Ich wundere mich noch immer darüber, dass viele meiner Mitmenschen die Dimension der Snowden-Enthüllungen der Digitalüberwachung durch die Geheimdienste nicht erfassen. Die Vorstellung des „ich habe ja nichts zu verbergen“ ignoriert, dass es nicht darum geht, ein paar böse Botschaften im Netz zu erfassen, sondern über die Analyse der digitalen Spuren unseres Handelns uns alle unter Generalverdacht zu stellen. Und „Analyse“ bedeutet nicht, E-Mails mit einer Liste von gefährlichen Schlagwörtern abzugleichen, sondern das ganze Know-how statistischen Data Minings und maschineller Textanalyse einzusetzen, um ungewöhnliche Muster in gigantischen Datenmengen datengeleitet aufzuspüren.

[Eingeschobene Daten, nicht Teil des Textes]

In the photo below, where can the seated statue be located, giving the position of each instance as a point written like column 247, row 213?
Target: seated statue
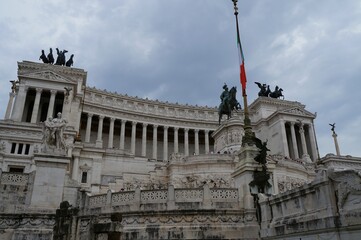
column 53, row 131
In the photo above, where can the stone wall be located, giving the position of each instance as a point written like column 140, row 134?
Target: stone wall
column 186, row 213
column 327, row 208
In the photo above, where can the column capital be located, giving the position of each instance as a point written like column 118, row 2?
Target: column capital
column 38, row 90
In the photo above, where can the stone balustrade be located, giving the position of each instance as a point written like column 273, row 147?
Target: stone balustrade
column 167, row 199
column 18, row 179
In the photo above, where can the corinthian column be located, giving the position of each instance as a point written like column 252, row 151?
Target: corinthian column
column 144, row 140
column 196, row 141
column 165, row 143
column 88, row 127
column 10, row 105
column 34, row 115
column 122, row 134
column 294, row 141
column 19, row 103
column 132, row 141
column 206, row 139
column 155, row 141
column 99, row 142
column 186, row 142
column 176, row 140
column 111, row 133
column 303, row 141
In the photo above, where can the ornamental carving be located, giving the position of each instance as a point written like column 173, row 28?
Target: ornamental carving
column 347, row 182
column 190, row 219
column 19, row 179
column 288, row 183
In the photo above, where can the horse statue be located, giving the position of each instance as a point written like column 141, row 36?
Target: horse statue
column 277, row 93
column 229, row 103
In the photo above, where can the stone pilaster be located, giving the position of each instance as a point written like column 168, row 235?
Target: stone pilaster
column 51, row 104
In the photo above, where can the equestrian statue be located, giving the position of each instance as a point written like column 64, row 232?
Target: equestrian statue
column 229, row 102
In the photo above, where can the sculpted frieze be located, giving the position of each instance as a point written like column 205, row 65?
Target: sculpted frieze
column 286, row 183
column 182, row 218
column 154, row 108
column 348, row 182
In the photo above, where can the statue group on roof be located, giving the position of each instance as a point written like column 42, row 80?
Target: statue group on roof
column 265, row 91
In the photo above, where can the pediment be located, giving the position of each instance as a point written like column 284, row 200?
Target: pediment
column 298, row 111
column 48, row 76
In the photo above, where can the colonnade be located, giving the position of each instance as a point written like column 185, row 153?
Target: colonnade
column 144, row 131
column 21, row 106
column 299, row 140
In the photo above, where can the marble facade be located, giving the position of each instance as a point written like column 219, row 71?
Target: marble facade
column 134, row 168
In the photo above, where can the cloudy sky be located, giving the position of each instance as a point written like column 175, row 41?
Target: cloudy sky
column 184, row 50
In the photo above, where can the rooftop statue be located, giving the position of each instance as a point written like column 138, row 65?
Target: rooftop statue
column 53, row 133
column 69, row 63
column 264, row 89
column 14, row 84
column 277, row 93
column 50, row 56
column 266, row 92
column 60, row 60
column 228, row 102
column 43, row 57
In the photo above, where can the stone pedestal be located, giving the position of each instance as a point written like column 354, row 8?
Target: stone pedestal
column 49, row 181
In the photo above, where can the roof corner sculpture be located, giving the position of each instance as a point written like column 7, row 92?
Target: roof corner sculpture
column 229, row 102
column 265, row 91
column 60, row 60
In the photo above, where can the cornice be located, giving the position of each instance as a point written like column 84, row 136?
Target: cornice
column 151, row 119
column 275, row 102
column 148, row 101
column 26, row 67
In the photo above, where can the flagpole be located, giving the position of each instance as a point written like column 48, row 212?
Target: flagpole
column 248, row 133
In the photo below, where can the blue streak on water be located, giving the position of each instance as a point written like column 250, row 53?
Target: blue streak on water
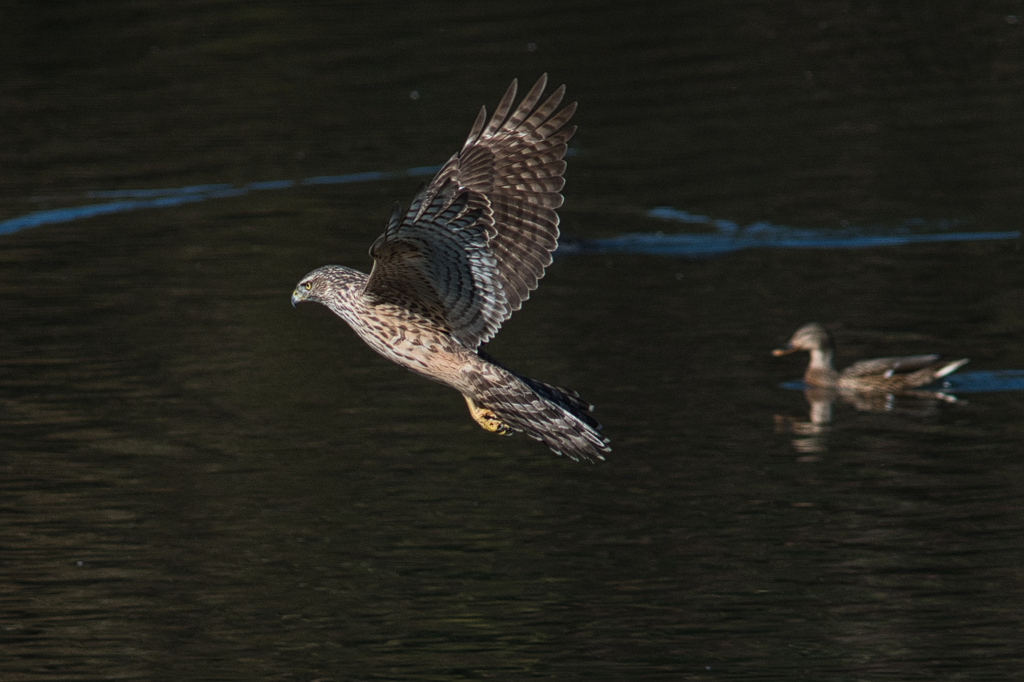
column 133, row 200
column 730, row 237
column 962, row 382
column 984, row 382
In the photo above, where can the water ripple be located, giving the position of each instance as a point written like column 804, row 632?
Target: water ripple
column 728, row 236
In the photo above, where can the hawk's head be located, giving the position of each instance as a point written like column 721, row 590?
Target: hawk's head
column 328, row 284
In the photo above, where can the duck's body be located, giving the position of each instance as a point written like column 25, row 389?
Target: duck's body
column 890, row 375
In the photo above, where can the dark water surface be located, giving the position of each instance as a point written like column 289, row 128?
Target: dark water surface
column 198, row 481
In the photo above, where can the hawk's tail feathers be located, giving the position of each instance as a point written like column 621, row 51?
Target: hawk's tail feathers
column 558, row 418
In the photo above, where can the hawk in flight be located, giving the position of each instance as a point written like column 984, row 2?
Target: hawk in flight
column 465, row 255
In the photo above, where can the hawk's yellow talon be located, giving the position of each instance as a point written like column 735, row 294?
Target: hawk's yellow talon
column 487, row 419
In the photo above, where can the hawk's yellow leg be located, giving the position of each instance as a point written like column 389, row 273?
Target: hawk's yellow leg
column 487, row 419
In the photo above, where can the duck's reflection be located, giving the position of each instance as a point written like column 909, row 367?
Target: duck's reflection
column 810, row 435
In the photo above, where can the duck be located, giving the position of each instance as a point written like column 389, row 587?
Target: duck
column 890, row 375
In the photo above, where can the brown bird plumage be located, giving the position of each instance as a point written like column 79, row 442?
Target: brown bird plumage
column 461, row 260
column 880, row 374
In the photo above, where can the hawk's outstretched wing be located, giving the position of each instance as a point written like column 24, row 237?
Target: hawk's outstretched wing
column 476, row 241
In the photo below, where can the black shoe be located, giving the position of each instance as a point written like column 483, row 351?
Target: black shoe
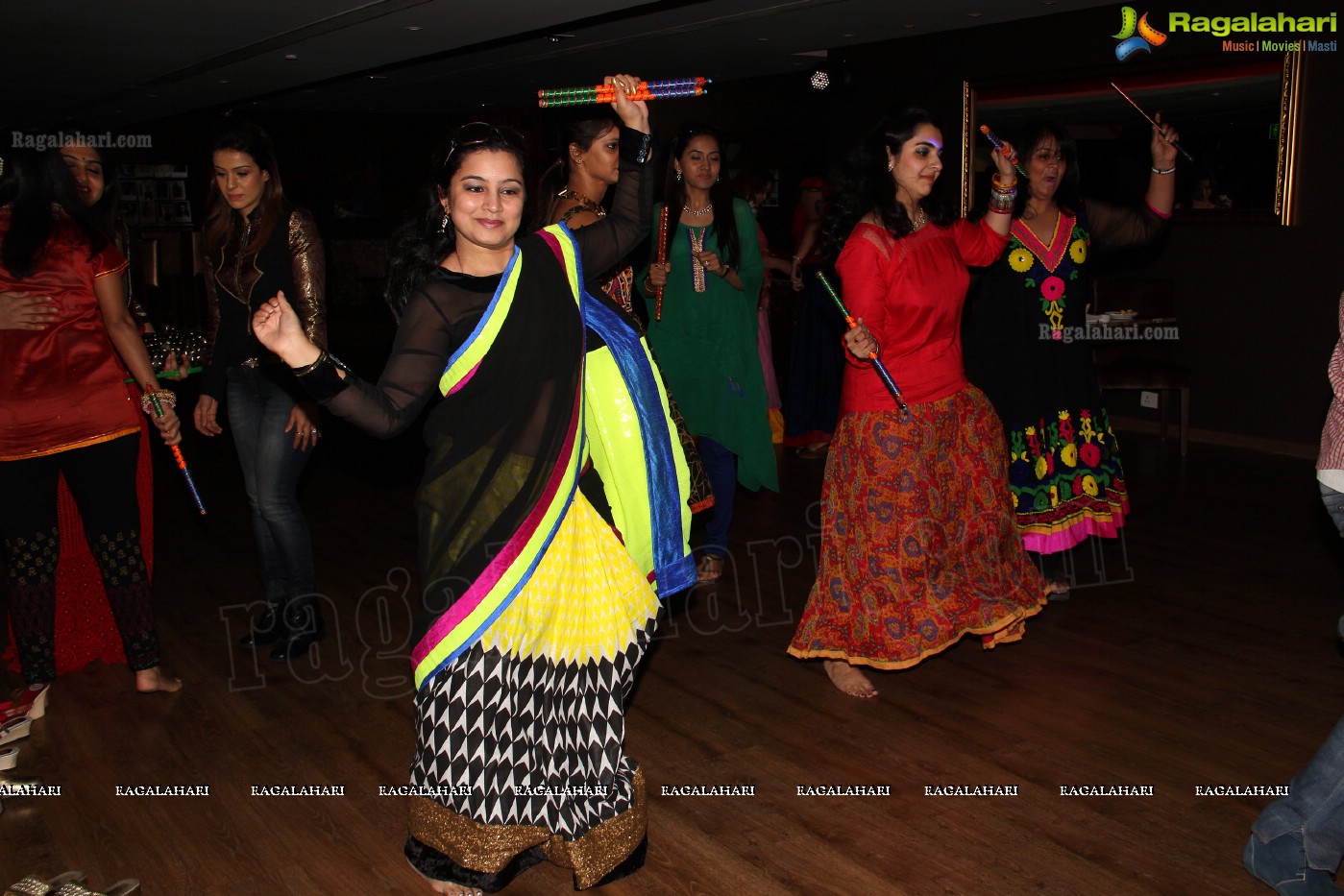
column 266, row 630
column 303, row 629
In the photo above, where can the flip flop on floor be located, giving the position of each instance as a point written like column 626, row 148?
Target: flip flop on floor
column 15, row 728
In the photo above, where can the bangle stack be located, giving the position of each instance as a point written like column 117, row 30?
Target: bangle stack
column 1001, row 199
column 309, row 368
column 164, row 397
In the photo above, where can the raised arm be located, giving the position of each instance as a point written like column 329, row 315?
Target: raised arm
column 309, row 269
column 612, row 238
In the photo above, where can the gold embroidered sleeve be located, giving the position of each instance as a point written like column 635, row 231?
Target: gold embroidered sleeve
column 305, row 250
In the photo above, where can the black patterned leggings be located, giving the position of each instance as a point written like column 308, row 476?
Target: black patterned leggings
column 103, row 482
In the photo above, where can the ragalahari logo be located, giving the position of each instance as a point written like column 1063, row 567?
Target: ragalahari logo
column 1136, row 34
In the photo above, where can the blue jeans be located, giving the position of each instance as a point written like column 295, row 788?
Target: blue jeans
column 1314, row 806
column 721, row 465
column 258, row 411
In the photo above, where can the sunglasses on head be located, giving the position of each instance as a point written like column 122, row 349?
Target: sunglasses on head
column 476, row 133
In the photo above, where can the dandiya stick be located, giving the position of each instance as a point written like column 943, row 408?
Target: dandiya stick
column 579, row 100
column 176, row 451
column 1129, row 100
column 644, row 86
column 662, row 259
column 872, row 356
column 606, row 93
column 999, row 145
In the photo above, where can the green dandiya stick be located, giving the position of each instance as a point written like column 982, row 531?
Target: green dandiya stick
column 872, row 356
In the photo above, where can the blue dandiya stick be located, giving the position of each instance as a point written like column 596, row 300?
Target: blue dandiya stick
column 999, row 145
column 176, row 451
column 872, row 356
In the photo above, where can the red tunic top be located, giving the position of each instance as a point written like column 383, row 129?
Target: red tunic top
column 61, row 387
column 910, row 293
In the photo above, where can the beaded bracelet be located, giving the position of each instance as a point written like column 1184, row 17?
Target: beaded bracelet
column 309, row 368
column 165, row 397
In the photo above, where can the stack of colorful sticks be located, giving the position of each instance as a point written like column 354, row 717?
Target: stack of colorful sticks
column 606, row 93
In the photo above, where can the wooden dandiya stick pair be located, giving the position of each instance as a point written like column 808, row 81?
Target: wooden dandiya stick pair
column 606, row 93
column 872, row 356
column 176, row 450
column 1159, row 128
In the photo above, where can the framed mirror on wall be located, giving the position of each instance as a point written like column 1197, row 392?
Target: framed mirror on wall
column 1238, row 122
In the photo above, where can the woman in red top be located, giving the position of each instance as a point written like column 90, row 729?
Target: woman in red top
column 64, row 411
column 918, row 545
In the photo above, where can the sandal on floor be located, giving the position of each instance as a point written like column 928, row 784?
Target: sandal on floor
column 121, row 888
column 31, row 885
column 710, row 569
column 29, row 701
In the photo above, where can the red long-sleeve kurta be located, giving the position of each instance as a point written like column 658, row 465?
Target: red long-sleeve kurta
column 910, row 293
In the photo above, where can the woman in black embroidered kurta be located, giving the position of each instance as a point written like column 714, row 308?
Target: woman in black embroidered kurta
column 1023, row 348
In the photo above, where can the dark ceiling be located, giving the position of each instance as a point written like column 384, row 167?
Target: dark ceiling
column 137, row 61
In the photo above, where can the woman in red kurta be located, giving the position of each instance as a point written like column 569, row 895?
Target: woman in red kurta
column 66, row 343
column 918, row 543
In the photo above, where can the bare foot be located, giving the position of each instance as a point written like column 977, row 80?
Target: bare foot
column 154, row 679
column 449, row 888
column 848, row 679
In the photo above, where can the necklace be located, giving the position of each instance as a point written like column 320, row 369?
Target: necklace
column 588, row 205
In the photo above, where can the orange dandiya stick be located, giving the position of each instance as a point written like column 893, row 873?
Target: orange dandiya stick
column 606, row 93
column 644, row 86
column 662, row 259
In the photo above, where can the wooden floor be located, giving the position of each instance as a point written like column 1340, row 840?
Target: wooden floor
column 1215, row 666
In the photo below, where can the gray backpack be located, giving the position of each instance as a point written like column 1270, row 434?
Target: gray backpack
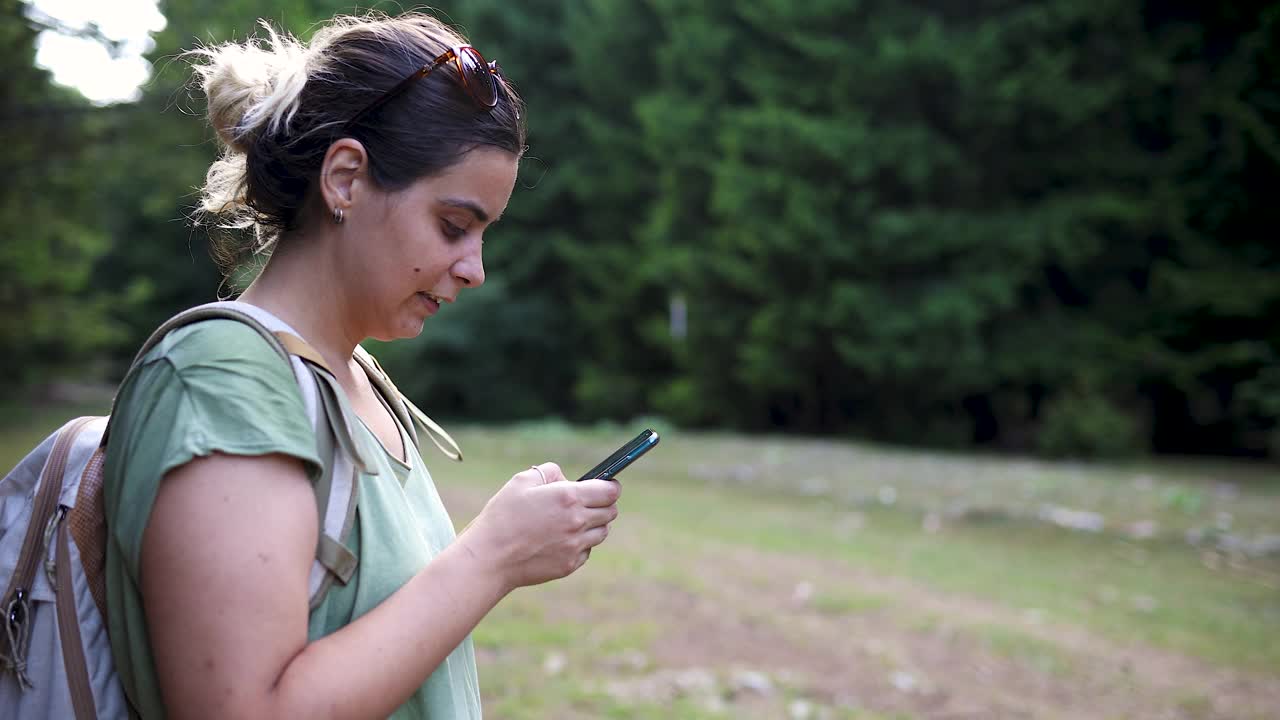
column 55, row 659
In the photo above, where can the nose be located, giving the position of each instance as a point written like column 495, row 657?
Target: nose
column 470, row 269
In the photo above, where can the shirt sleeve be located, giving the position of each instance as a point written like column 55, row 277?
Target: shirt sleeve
column 211, row 387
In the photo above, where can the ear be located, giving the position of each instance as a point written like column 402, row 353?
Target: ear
column 344, row 168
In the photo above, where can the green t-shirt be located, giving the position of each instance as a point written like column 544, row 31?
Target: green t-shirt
column 218, row 386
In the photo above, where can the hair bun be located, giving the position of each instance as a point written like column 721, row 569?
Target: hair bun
column 252, row 86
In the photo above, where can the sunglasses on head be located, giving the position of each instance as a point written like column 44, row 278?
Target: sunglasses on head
column 478, row 77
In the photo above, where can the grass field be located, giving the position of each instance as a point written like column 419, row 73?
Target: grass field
column 801, row 578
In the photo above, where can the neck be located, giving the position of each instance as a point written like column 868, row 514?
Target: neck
column 301, row 285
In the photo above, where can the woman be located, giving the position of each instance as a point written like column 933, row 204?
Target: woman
column 369, row 164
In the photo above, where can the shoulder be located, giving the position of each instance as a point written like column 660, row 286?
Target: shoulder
column 218, row 343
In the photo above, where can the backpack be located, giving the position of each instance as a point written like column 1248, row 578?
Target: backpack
column 55, row 657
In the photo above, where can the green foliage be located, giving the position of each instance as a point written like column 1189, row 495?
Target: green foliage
column 1084, row 423
column 895, row 220
column 53, row 319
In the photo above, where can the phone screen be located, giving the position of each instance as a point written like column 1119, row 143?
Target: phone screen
column 624, row 456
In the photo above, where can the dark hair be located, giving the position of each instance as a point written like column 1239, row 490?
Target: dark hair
column 278, row 105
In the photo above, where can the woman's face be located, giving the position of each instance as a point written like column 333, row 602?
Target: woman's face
column 425, row 247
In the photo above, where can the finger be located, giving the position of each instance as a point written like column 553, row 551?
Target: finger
column 599, row 516
column 551, row 473
column 599, row 493
column 595, row 536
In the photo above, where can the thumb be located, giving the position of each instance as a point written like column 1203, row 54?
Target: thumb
column 534, row 475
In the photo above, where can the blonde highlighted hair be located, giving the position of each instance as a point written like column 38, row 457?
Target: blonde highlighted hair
column 277, row 104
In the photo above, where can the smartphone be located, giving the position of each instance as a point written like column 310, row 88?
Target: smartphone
column 624, row 456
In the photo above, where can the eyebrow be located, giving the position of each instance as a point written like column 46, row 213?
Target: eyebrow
column 467, row 205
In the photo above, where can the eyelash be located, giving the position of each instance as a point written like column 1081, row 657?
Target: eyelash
column 452, row 231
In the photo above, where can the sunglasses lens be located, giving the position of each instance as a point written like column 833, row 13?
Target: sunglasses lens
column 479, row 80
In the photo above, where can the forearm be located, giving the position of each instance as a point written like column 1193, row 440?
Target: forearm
column 373, row 665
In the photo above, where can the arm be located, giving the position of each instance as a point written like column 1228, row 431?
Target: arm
column 224, row 579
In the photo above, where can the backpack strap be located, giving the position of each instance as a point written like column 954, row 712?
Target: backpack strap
column 45, row 515
column 342, row 454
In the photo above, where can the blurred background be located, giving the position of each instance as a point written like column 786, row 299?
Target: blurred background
column 961, row 322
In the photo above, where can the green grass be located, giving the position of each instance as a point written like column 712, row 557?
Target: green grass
column 1157, row 592
column 698, row 496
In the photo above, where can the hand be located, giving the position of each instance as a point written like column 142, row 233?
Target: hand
column 535, row 531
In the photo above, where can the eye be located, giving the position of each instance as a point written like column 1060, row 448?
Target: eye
column 452, row 231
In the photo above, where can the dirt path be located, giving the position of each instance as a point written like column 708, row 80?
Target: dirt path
column 750, row 627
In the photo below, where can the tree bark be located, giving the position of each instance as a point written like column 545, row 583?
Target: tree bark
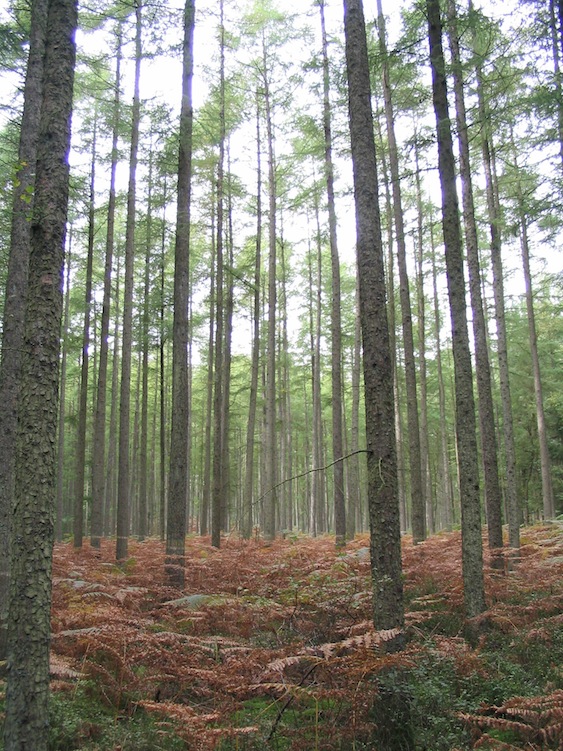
column 545, row 460
column 472, row 546
column 80, row 449
column 16, row 290
column 124, row 473
column 99, row 430
column 336, row 302
column 179, row 440
column 27, row 692
column 493, row 496
column 418, row 500
column 383, row 502
column 255, row 361
column 494, row 219
column 270, row 499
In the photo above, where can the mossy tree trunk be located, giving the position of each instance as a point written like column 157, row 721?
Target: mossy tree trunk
column 383, row 501
column 27, row 691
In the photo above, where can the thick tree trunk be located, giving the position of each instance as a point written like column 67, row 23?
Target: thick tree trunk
column 383, row 502
column 124, row 474
column 472, row 546
column 418, row 501
column 179, row 440
column 26, row 725
column 16, row 290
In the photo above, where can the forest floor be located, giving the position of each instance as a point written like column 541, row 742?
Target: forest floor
column 272, row 647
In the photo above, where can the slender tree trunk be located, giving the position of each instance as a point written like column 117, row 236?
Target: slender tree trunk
column 227, row 358
column 493, row 209
column 556, row 29
column 354, row 502
column 443, row 461
column 424, row 449
column 472, row 546
column 418, row 501
column 206, row 493
column 545, row 461
column 336, row 302
column 391, row 312
column 110, row 480
column 255, row 363
column 80, row 449
column 26, row 724
column 99, row 439
column 62, row 399
column 143, row 459
column 16, row 290
column 179, row 440
column 218, row 416
column 383, row 502
column 162, row 380
column 270, row 499
column 319, row 491
column 493, row 495
column 123, row 482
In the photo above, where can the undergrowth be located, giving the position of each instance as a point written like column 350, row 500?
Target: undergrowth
column 272, row 647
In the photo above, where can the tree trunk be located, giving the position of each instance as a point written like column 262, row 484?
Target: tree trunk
column 472, row 546
column 493, row 210
column 493, row 496
column 16, row 290
column 179, row 439
column 99, row 439
column 206, row 492
column 545, row 461
column 143, row 459
column 80, row 449
column 336, row 302
column 270, row 498
column 383, row 502
column 62, row 398
column 218, row 416
column 443, row 461
column 26, row 724
column 418, row 501
column 123, row 482
column 255, row 362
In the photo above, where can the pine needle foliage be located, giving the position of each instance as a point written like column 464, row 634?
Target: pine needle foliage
column 273, row 647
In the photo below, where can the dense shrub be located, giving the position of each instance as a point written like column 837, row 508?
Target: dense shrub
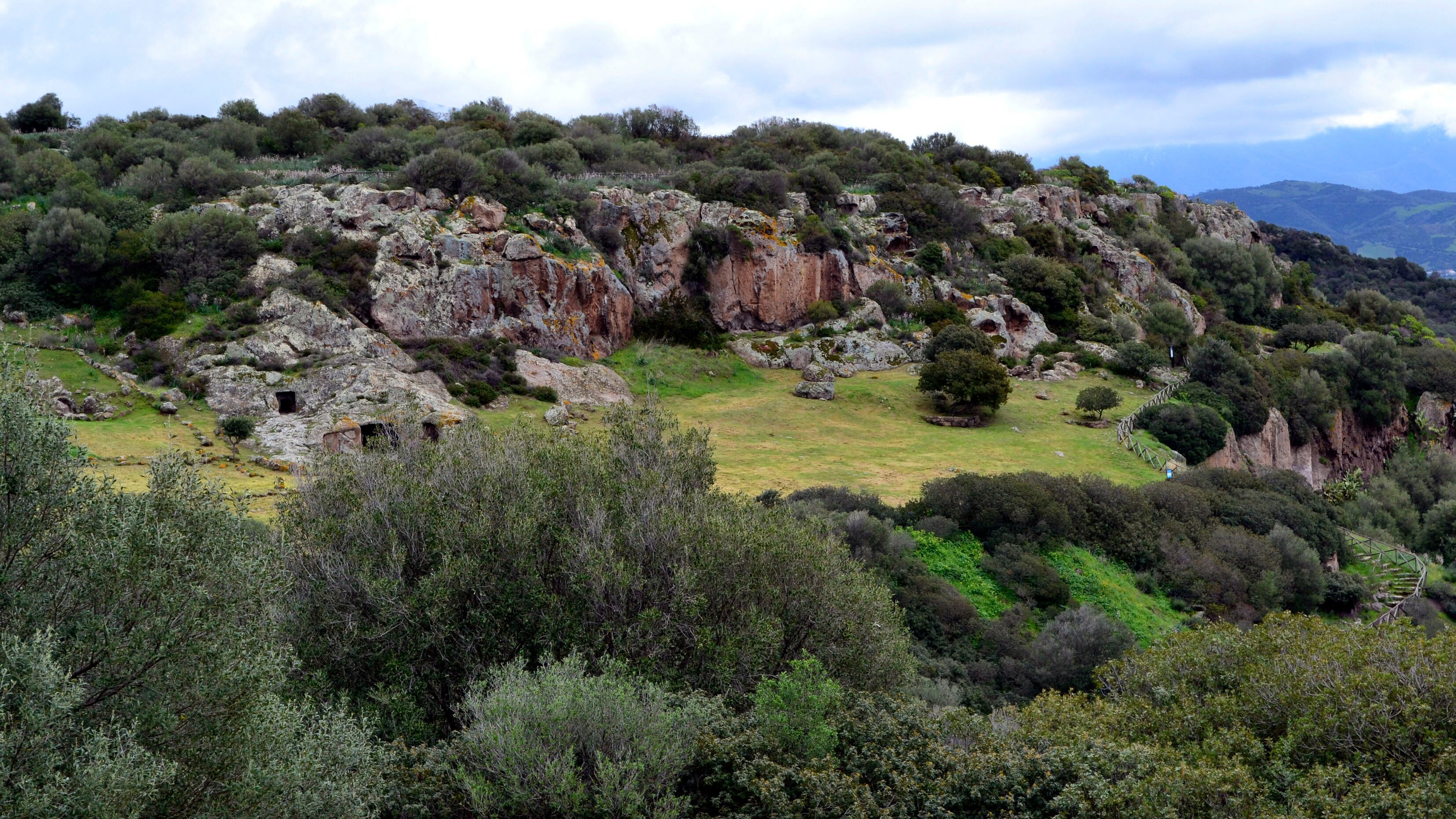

Methodisch ist das hoch interessant und als Korpuslinguist versuche ich im Grunde nichts anderes zu machen. Allerdings mit anderem Erkenntnisinteresse als die Geheimdienste und geleitet von einem ethischen Codex – und mit öffentlich verfügbaren Daten. Wenn man das macht, ist jedoch ziemlich klar, was technisch möglich ist und die Dienste demnach wohl auch machen. Es ist wichtig, dieses Wissen öffentlich zu machen, damit wir Bürgerinnen und Bürger uns bewusst sind, was im Geheimen gemacht wird um entscheiden zu können, ob wir das politisch wirklich wollen.
Mein Kollege josch hat am 30. Chaos Communication Congress einen wunderbaren Vortrag zum Thema „Überwachen und Sprache“ gehalten, den ich mit Nachdruck empfehle, sich anzusehen! Er demonstriert anhand eines fiktiven „Advanced Security Toolkits“ zur automatischen Sprachanalyse, was heute linguistisch-statistisch möglich ist und wo die Probleme und Gefahren liegen.